What you should remember

This chapter explained why the huge training lifecycle has a small mechanical center. The important idea is that training repeats one contract: feed shifted tokens, predict the next token, measure surprise, backpropagate the error, step the optimizer, and save enough state to continue.

You learned to trace one batch through token ids, logits, labels, loss, gradients, optimizer state, and checkpoint artifacts. That solves the mystery of a giant run because it gives you a concrete path to inspect when loss moves but the behavior or update looks wrong.

Carry this diagnostic forward: if a training run looks mysterious, reduce it to one batch. If you cannot explain the labels, masks, gradient accumulation, optimizer step, and saved state for that batch, you do not yet know what the run is training.

Remember:

  • Training is one small update repeated many times.
  • Inputs and labels are shifted views of the same token stream.
  • Loss says how surprising the right next token was.
  • Gradients say how to move weights so that token is less surprising.
  • Optimizer state and RNG state matter if a checkpoint must resume exactly.
  • A wrapper is safe only if it preserves this update contract.

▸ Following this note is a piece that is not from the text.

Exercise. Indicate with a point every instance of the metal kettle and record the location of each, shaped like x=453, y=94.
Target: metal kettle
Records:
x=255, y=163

Check your understanding of the training loop

  • What are the input and target sequences for next-token loss?
  • Why can gradient accumulation change scheduler behavior?
  • What graph would reveal exploding gradients before the run collapses?
  • Why must engineers understand the raw loop even when using Trainer?
  • Why is the objective local even when the learned behavior looks global?
  • What state must survive a checkpoint for the next step to be the same step?

Interview Q&A

Q. What are the five operations in a minimal training loop?
A. Forward pass, loss computation, backward pass, optimizer step, and gradient reset.
Common wrong answer to avoid: "Call trainer.train()."

Q. Why does SFT still use next-token loss?
A. The examples change from raw text to instruction-response sequences; the local objective still predicts target tokens.
Common wrong answer to avoid: "SFT uses a completely different objective by default."

Q. What is the risk of gradient accumulation?
A. It reduces memory pressure but can confuse scheduler steps, logging, clipping, and effective-batch assumptions.
Common wrong answer to avoid: "It is exactly identical to a large batch in every way."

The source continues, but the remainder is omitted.